BOSTON (Reuters) - Massachusetts approved the toughest statewide restaurant menu labeling rules in the United States on Wednesday, requiring major chain restaurants to display the calorie content of the food they sell.
The regulations, designed to combat rising obesity, are more comprehensive than those in California, which in September became the first state with menu labeling rules for fast-food restaurant chains such as McDonald’s Corp and Yum Brands’ KFC, advocates of healthy foods say.
Approved by the Massachusetts Public Health Council, the rules will require restaurant chains with 20 or more in-state locations to post calorie counts next to each item on their menus or menu boards, including those at drive-throughs.
The requirements take effect November 1, 2010, and will apply to 50 restaurant chains with a combined 5,800 locations.
“This is a major step in the right direction in fighting the obesity epidemic in our state,” Massachusetts Department of Public Health Commissioner John Auerbach said in a statement.
More than half of the adults in Massachusetts are overweight or obese, according to a 2008 state report that also showed adult obesity more than doubling in 20 years. About 33 percent of Americans are overweight, while more than 34 percent are obese, according to U.S. government figures.
A restaurant calorie information rule took effect in New York City last year, and more than a dozen states are considering similar provisions.
Unlike California, the Massachusetts regulations will cover items at restaurant drive-through windows. About 65 percent of fast food is purchased at drive-through windows, said Judy Grant, campaign director of the healthy food advocacy group ValueTheMeal.org.
Massachusetts also will not override regulations in municipalities that impose even stricter labeling rules at fast-food restaurants, she added.

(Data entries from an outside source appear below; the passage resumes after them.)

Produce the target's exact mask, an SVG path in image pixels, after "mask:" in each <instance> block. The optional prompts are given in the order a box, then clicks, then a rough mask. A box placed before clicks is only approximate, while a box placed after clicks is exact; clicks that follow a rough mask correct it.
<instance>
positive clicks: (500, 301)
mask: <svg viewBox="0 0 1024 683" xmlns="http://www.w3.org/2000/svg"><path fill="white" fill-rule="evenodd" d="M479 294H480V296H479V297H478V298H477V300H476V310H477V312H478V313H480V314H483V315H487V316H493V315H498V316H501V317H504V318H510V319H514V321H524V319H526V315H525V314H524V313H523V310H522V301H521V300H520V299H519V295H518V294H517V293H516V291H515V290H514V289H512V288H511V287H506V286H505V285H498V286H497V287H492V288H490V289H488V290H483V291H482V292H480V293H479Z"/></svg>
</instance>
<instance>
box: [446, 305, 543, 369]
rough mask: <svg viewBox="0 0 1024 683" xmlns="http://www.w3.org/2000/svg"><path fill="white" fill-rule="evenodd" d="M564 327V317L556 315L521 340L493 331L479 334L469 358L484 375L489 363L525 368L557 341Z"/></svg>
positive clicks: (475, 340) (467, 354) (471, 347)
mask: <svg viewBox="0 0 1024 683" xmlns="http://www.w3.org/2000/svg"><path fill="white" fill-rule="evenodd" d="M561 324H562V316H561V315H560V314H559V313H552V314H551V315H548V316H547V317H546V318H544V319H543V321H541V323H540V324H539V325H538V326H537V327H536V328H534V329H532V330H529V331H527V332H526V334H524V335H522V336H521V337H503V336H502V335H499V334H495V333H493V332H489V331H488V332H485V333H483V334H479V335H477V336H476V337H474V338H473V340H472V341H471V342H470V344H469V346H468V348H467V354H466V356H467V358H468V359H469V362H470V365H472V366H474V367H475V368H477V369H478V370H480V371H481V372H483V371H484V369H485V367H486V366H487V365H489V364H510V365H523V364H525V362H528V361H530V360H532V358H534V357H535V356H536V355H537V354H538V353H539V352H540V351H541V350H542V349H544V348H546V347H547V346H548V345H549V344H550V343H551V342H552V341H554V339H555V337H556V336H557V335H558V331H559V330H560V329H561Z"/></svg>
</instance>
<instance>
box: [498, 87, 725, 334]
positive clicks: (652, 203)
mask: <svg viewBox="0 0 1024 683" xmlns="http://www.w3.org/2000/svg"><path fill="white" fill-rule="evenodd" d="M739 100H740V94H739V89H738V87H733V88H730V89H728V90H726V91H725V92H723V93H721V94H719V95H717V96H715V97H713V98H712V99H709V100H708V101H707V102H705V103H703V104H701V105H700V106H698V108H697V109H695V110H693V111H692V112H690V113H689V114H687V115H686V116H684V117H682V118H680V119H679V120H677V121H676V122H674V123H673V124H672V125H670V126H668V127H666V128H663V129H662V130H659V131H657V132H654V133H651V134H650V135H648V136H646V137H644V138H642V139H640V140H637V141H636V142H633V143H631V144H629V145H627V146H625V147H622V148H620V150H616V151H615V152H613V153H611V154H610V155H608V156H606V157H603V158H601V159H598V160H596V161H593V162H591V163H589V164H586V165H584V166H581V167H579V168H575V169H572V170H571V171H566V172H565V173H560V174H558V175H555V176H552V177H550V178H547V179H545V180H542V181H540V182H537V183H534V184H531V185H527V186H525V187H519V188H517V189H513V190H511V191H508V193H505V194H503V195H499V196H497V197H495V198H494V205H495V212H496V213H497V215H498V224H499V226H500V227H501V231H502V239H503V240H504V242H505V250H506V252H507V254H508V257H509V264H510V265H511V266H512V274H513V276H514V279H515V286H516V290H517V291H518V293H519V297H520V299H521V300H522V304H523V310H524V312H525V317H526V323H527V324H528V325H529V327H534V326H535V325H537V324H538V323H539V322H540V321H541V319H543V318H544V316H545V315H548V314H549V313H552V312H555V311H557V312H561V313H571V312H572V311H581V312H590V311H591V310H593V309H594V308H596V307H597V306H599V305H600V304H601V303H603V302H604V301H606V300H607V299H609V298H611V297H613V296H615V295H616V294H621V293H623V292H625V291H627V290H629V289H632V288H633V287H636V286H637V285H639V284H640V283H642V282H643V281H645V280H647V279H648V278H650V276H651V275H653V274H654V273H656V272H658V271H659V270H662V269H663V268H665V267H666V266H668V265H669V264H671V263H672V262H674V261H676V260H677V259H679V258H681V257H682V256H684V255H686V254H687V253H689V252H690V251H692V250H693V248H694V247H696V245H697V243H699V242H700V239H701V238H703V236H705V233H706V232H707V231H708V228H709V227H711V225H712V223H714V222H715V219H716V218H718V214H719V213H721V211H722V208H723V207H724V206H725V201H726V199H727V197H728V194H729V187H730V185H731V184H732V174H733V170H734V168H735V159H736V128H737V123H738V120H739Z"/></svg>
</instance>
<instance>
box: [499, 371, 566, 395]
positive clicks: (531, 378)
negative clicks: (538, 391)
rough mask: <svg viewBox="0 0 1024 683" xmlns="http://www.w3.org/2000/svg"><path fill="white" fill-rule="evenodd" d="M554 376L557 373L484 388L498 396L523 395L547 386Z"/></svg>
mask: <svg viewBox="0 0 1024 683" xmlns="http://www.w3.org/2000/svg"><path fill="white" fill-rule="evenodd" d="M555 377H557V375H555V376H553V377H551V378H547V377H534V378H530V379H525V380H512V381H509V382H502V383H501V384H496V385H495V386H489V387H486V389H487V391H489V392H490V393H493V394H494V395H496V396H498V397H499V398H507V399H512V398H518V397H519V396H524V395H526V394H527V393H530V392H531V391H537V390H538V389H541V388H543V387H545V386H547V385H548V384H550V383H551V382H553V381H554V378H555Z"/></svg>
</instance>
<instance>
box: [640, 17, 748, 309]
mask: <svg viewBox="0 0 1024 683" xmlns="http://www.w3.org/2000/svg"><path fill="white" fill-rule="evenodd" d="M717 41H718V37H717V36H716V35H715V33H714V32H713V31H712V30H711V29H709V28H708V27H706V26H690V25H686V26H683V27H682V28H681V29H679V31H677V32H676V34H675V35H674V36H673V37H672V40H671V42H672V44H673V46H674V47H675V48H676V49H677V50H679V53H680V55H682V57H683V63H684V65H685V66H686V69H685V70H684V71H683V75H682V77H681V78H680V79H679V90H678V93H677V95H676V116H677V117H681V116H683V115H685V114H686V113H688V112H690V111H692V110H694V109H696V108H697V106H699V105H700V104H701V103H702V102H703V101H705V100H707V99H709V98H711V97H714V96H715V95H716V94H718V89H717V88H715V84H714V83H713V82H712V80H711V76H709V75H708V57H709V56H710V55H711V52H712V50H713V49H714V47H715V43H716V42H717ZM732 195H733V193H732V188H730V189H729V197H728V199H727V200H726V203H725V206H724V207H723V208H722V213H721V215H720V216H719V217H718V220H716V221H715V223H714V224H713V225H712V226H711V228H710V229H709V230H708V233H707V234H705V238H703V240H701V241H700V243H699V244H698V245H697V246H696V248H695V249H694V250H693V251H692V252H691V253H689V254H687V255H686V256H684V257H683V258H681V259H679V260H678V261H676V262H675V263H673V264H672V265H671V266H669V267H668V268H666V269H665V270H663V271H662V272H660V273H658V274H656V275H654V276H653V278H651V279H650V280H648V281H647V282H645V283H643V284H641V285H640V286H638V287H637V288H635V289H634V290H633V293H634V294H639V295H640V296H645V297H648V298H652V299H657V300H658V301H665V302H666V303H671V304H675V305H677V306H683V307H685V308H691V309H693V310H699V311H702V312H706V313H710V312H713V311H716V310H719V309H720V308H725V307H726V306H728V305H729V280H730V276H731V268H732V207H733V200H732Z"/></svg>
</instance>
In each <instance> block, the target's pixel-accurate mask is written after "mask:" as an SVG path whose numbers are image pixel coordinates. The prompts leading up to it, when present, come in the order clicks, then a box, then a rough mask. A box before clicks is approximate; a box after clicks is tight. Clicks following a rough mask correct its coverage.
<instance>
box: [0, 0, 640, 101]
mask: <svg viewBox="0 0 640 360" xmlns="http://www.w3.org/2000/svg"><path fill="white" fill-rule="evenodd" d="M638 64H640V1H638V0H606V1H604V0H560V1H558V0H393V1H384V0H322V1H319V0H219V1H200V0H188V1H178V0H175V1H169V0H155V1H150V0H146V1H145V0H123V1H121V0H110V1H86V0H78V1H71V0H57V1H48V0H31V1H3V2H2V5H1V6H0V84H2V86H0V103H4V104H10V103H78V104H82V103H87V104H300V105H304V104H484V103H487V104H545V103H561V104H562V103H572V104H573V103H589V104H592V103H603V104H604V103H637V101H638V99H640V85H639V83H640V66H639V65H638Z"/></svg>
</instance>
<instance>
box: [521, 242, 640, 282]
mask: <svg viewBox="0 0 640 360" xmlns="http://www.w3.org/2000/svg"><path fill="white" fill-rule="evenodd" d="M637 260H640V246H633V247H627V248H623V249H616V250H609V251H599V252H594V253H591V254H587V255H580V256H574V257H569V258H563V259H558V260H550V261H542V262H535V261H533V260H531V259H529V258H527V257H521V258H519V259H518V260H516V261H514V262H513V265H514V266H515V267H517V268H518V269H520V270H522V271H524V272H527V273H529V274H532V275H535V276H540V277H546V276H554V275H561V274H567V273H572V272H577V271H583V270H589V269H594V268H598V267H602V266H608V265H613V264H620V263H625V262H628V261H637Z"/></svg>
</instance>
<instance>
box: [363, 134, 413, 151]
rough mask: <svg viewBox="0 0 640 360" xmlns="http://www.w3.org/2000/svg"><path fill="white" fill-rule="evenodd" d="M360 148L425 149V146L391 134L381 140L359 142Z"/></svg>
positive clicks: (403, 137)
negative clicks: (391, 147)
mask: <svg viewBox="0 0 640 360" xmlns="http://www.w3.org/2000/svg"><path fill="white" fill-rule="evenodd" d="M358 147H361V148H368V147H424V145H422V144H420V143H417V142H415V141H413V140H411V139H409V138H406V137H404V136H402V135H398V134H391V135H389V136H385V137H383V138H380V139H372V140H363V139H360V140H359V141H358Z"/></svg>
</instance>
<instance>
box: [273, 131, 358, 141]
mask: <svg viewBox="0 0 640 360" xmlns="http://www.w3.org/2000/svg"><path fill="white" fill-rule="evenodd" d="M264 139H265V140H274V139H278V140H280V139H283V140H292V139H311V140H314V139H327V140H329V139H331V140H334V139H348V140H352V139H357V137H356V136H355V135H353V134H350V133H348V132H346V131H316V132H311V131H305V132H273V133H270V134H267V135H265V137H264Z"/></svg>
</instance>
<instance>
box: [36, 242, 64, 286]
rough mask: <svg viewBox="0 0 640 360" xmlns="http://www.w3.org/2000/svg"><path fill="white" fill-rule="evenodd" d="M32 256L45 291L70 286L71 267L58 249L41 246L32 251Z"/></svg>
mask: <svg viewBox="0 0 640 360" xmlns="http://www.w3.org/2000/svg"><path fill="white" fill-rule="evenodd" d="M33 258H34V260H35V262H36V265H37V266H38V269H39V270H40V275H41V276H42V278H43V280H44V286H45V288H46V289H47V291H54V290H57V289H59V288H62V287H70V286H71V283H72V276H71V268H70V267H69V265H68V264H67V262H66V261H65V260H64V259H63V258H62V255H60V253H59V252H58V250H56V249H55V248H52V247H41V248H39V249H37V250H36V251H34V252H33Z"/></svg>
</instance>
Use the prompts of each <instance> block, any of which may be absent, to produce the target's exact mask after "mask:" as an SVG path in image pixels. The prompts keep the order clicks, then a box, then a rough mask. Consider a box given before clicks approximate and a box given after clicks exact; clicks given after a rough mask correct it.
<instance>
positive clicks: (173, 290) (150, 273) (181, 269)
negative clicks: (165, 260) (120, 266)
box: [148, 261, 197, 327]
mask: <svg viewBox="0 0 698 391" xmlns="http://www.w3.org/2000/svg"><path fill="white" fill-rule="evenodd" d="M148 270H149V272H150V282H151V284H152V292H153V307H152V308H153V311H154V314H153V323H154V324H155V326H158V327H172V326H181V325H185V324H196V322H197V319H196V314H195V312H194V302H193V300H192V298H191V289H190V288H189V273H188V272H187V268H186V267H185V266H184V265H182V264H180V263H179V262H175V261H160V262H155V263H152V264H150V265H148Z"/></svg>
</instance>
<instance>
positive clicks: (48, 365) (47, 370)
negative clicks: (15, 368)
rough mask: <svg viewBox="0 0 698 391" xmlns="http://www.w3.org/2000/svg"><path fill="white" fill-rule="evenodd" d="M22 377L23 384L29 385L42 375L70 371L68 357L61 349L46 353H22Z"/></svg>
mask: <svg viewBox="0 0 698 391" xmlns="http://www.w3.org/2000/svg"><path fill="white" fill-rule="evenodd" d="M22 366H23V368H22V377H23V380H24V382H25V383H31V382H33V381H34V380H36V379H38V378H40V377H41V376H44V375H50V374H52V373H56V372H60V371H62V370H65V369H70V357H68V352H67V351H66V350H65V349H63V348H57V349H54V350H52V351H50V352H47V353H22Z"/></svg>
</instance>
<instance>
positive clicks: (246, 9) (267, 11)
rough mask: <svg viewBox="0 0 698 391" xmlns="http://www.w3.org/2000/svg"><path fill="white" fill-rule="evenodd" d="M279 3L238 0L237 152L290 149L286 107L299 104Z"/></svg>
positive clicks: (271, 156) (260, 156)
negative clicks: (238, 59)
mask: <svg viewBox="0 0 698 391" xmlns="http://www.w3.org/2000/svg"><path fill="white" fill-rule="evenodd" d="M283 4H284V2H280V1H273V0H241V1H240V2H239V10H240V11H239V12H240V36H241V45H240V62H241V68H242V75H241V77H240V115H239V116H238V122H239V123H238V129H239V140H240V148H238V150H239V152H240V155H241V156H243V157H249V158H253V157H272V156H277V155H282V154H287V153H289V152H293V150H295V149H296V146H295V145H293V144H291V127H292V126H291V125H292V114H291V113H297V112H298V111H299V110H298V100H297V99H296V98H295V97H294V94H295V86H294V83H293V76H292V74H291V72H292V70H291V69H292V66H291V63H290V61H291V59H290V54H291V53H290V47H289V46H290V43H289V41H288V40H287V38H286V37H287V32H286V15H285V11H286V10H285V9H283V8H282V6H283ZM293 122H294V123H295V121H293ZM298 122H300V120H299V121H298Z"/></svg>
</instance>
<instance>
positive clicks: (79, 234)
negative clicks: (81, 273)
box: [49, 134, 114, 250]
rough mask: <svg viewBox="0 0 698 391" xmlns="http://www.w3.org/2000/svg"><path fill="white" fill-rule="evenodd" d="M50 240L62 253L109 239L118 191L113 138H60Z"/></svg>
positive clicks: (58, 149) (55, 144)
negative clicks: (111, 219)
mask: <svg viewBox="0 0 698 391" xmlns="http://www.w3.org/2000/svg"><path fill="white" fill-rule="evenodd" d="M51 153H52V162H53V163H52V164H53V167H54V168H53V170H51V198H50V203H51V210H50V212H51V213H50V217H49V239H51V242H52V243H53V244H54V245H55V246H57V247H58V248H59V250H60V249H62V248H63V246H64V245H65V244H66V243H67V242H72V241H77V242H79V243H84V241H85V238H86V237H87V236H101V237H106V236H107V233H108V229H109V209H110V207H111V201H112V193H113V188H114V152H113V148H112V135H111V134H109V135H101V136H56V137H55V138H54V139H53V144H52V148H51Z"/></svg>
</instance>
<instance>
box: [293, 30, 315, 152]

In California, for example, menu labeling rules passed in San Francisco, Santa Clara and San Mateo counties were nullified by the state law.
Grant said those two features make the Massachusetts rules the most stringent of any state in the country.
Some restaurant companies have objected to additional government regulations. In New York City, for example, some have fought the menu labeling rules with lawsuits.
Many chains instead support proposed legislation in the U.S. Congress known as the “Lean Act” that would require restaurants and grocery stores that serve prepared food to post the calories on a sign on the same wall as a menu board or as a supplement to or insert in a menu.
Critics of that legislation say it would merely tuck calorie information at the back of menus or in a separate brochure. They say consumers need to know the nutritional value of meals because more people than ever are dining out.